The acceptable formats for dds.sec.crypto.rtps_psk_secret_passphrase have changed. The property supports two formats:

  • data:,<ID>:<SEED> allows you to provide the PSK seed explicitly in the property value.

    • <ID> is an integer [0, 254] identifying the provided seed within the system.

    • <SEED> is a string used to derive (in combination with publicly available data) the key used for encoding RTPS messages.

  • file:<FILENAME> allows you to provide the seed in a supplemental file. The file can be optionally tracked by both Builtin Security Plugins and Lightweight Builtin Security Plugins (via the files_poll_interval property, enabled by default) for changes that are automatically incorporated into present operations.

    • <FILENAME> is the path to a file containing the PSK seed. The content of the file must use the <ID>:<SEED> format.

2.1.2.2.5.4. Removal of the cryptography.rtps_protection_preshared_key_algorithm property

This release of the Security Plugins removes the plugin-specific cryptography.rtps_protection_preshared_key_algorithm property. Instead, you should set the dds.sec.crypto.rtps_psk_symmetric_cipher_algorithm property defined in the OMG ‘DDS Security’ specification, version 1.2.

Just as the removed property, the new one controls the algorithm used for protecting RTPS messages when Pre-Shared Key Protection is enabled. However, its possible values are limited to: AUTO (same as AES256+GCM), AES128+GCM, and AES256+GCM. The decision of whether to protect only integrity, or to protect confidentiality as well, depends on the value of the rtps_psk_protection_kind XML tag in the Governance Document. In the case of Lightweight Builtin Security Plugins (which does not support the Governance Document), it is configured through the new dds.sec.access.rtps_psk_protection_kind property.

2.1.2.2.5.5. Removal of authentication.crl_file_poll_period.millisec and com.rti.serv.secure.authentication.identity_certificate_file_poll_period.millisec properties

The authentication.crl_file_poll_period.millisec and authentication.identity_certificate_file_poll_period.millisec properties have been replaced with a single property files_poll_interval.

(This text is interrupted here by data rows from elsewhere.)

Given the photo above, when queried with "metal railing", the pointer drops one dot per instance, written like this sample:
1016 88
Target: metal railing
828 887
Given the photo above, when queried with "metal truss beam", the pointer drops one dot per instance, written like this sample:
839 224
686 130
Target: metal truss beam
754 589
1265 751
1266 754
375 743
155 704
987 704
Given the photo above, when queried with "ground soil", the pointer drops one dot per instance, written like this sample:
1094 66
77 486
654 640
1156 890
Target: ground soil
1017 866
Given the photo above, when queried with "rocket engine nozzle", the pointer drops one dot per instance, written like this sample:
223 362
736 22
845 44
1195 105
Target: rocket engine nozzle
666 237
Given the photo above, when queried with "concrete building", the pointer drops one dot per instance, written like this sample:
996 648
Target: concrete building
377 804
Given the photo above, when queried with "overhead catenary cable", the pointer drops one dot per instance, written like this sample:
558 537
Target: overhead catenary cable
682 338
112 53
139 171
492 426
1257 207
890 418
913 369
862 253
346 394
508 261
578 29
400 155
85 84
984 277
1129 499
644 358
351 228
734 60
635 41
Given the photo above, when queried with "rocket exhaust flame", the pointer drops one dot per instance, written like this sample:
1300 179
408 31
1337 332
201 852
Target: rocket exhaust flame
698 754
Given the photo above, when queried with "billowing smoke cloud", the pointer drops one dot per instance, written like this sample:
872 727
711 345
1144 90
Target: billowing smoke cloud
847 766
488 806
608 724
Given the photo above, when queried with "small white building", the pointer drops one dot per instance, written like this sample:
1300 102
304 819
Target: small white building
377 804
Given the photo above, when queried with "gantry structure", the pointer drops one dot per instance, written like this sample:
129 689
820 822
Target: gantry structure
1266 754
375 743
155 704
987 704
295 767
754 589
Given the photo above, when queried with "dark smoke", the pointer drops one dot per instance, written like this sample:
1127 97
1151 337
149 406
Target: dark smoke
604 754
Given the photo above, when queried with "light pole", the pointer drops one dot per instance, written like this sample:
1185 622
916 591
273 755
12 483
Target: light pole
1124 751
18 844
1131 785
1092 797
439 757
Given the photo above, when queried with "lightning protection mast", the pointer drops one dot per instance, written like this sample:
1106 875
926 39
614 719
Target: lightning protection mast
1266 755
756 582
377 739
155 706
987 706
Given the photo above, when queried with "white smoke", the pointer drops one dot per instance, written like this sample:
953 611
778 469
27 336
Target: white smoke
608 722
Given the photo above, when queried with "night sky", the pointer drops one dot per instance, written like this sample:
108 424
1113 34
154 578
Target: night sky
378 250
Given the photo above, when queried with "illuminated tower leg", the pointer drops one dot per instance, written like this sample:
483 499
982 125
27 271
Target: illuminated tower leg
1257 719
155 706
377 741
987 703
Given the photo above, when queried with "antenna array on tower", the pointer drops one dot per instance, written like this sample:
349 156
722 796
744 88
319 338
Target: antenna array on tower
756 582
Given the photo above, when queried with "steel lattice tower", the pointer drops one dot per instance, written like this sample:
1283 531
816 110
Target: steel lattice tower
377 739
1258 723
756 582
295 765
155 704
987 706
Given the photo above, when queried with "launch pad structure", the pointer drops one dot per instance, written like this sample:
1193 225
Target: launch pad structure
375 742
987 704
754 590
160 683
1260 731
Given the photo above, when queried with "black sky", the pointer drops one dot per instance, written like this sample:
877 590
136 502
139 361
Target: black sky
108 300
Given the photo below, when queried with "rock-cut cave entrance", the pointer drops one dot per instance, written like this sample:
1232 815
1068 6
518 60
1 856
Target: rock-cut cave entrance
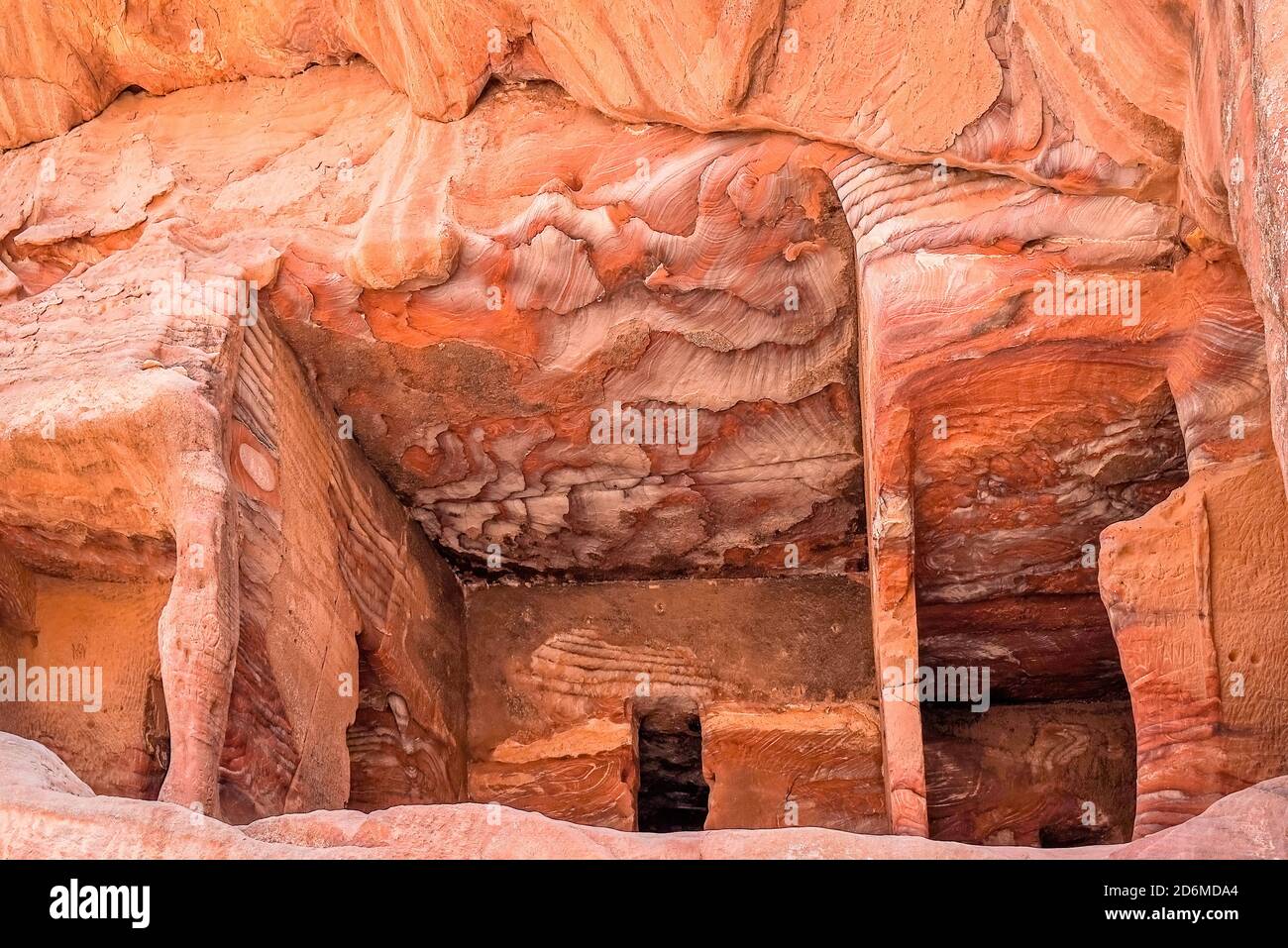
673 792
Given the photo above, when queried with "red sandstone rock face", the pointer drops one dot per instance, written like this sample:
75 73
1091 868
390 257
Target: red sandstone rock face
978 311
47 811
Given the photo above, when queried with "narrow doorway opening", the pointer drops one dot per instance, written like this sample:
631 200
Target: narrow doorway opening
673 793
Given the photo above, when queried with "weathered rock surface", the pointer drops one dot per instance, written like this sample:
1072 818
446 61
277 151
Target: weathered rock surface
47 811
975 316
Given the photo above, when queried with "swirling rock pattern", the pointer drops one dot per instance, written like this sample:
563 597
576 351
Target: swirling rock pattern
975 313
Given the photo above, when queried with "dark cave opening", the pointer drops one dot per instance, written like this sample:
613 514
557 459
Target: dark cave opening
673 793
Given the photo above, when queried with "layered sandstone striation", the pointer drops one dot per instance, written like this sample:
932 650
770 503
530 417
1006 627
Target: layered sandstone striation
956 339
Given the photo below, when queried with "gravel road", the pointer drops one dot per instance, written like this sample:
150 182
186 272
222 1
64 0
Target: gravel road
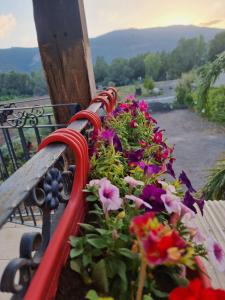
198 143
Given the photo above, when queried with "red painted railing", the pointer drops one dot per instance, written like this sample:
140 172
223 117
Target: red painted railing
45 281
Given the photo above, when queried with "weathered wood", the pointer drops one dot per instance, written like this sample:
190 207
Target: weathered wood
17 187
65 52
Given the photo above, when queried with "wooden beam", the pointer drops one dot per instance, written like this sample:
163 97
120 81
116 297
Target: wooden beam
65 53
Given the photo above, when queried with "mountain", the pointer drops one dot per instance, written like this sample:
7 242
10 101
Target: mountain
121 43
130 42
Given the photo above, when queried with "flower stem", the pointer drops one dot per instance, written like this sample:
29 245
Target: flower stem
141 282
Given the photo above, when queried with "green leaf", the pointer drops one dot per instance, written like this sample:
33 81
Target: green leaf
86 260
126 252
76 241
91 295
99 276
147 297
75 265
87 227
91 198
160 294
98 243
102 231
75 252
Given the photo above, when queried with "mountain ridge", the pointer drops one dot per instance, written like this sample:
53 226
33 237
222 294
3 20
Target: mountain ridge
124 43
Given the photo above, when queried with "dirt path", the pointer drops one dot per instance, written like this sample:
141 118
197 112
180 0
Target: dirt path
198 143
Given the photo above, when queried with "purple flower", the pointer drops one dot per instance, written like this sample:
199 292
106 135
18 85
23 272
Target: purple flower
135 156
109 196
117 143
189 201
185 180
216 254
170 170
138 201
143 106
171 203
152 195
107 135
133 182
151 169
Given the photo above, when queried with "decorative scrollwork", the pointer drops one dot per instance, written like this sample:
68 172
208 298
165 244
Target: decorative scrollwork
20 118
8 110
53 189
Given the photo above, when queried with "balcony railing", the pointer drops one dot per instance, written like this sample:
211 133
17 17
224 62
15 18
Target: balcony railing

The new property controls the polling interval for all files tracked by the Builtin Security Plugins. File tracking is enabled when the files_poll_interval value is a non-zero, positive number. When enabled, the Builtin Security Plugins will create a dedicated thread and allocate memory for file-tracking purposes regardless of whether there are any files to track. When files_poll_interval has a value of 0, all file tracking within Builtin Security Plugins is disabled.

Note that this property specifies time in seconds (previously, milliseconds) and acceptable values are in a narrower interval [0, 4294967]. The default value is now 5 (previously, 0), which means file tracking is enabled by default.

2.1.2.2.6. Changes to the Governance Document

This release of the Security Plugins removes the Governance Document rtps_preshared_secret_protection_kind XML tag in favor of the one defined in the OMG ‘DDS Security’ specification, version 1.2: rtps_psk_protection_kind. You must switch to the new rtps_psk_protection_kind XML tag. The new tag behaves exactly the same as the old one. It configures the kind of protection (ENCRYPT, SIGN, or NONE) that the Builtin Security Plugins apply to RTPS messages when using Pre-Shared keys.